More than six-and-a-half hours later, the Military Strategic and Tactical Relay spacecraft was successfully deployed into geostationary orbit about 22,300 miles above Earth.
The $800 million Milstar 6 satellite will undergo weeks of tests before the Air Force declares it fully operational in May for a 10-year life. The Lockheed Martin-made bird joins five other Milstars in space, although one suffered a launch malfunction in 1999 and ended up in a graveyard orbit.
Controllers will position the satellite in view of the U.S. for the checkout. Its ultimate operational location has not been announced and is "under the cognizance of U.S. Strategic Command," Milstar program officials told Spaceflight Now.
Developed in the 1980s, the Milstar satellites began launching in 1994 to form a communications network for senior U.S. officials that would be dependable, jam-proof and immune from interception.
Today, Milstars are linked together in a space-based ring that covers virtually the entire planet to beam voice, data and imagery transmissions. The "cross-linked" satellite system eliminates the need for land-based relay stations, reducing the chances of communications being intercepted on the ground, the Air Force says.
"Milstar is literally the FedEx of telecommunications. If you have to get a message through, Milstar is your choice," said Christine Anderson of the Air Force's MILSATCOM joint program office.
"There are over a thousand Milstar terminals on ships, aircraft and ground vehicles, many of these are operating in Iraqi Freedom today," Anderson added.

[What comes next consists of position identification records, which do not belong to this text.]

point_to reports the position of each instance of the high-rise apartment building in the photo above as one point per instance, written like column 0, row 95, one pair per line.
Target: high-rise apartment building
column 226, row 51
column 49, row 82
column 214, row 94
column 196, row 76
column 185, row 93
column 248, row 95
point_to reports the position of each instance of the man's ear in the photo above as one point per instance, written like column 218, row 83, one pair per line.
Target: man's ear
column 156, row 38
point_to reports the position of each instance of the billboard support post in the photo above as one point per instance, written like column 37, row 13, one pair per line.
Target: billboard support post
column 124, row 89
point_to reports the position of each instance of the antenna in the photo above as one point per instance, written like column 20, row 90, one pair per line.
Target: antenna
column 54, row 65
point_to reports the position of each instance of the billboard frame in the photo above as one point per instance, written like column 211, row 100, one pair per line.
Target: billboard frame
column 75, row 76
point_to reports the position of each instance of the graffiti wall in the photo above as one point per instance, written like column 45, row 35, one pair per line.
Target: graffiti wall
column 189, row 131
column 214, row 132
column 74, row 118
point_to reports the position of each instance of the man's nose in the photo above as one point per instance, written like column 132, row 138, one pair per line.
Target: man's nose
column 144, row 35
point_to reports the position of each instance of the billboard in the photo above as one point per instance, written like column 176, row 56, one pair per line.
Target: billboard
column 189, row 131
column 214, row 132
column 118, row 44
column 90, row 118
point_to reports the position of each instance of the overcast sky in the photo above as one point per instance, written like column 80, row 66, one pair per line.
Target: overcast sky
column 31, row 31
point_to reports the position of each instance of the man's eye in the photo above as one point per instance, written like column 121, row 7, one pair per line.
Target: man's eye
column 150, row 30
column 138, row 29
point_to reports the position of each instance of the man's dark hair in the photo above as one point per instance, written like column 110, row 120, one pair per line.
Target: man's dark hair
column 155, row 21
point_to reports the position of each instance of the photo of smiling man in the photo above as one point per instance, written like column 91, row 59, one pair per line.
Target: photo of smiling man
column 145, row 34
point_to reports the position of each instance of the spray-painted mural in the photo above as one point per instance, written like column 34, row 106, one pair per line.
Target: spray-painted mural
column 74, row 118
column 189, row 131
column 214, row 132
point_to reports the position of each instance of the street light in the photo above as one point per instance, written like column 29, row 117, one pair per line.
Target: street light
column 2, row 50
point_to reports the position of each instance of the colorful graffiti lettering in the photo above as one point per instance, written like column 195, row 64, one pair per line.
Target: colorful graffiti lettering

"This satellite system is a critical communication asset for each branch of the military." Air Force Launch Director Lt. Col. Tony Cotton said.
"It allows our highest level military leaders to communicate with battlefield commanders. Our secure communication capabilities on and off the battlefield are greatly improved with the use of this satellite constellation. I am proud to be part of the team that put the final critical satellite of this outstanding constellation into space."
This new satellite is the fourth built with the Medium Data Rate payload. Manufactured by Boeing Satellite Systems, the MDR has 32 channels, which can process data at speeds of 1.5 megabits per second.
The spacecraft also features the Low Data Rate payload, built by Northrop Grumman. LDR can transmit 75 to 2400 bps of voice and data over 192 channels in the Extremely High Frequency range.
The first two Milstar satellites launched in 1994 and 1995 only carried LDR. Milstar 3 through 6 feature both LDR and MDR. The later satellites sport a 600 percent increase in communications capacity over the first two Milstar satellites, the Air Force said.
With the completion of Tuesday's launch, the 35th for a Titan 4 rocket since 1989, just four more missions remain on the schedule.
"Being part of the historical fly out of this nation's heavy-lift workhorse provides added significance for all of us on the launch team, especially due to the fact that the payloads boosted on the Titan 4s are so critical to national security," Cotton said.
Crews will be preparing the Complex 40 pad for the September 15 launch of a classified National Reconnaissance Office cargo. Originally slated to fly last June, troubles with the payload prompted the Air Force to delay the launch until after Milstar 6. In fact, Tuesday's mission used the Titan 4 core stages and solid rocket boosters initially prepared for the NRO.
The deployment of another Defense Satellite Program missile warning satellite is scheduled for January 17. That launch will feature a Titan 4 rocket and a Boeing-made Inertial Upper Stage booster.
The Titan 4 era at Cape Canaveral will draw to a close in October 2004 with another secret NRO launch. Designated B-30, that mission was supposed to fly from Vandenberg Air Force Base in California. But the NRO shifted the launch to the Cape for undisclosed reasons.
The final voyage of Titan 4 is currently scheduled for February 2005 from Vandenberg carrying yet another NRO cargo.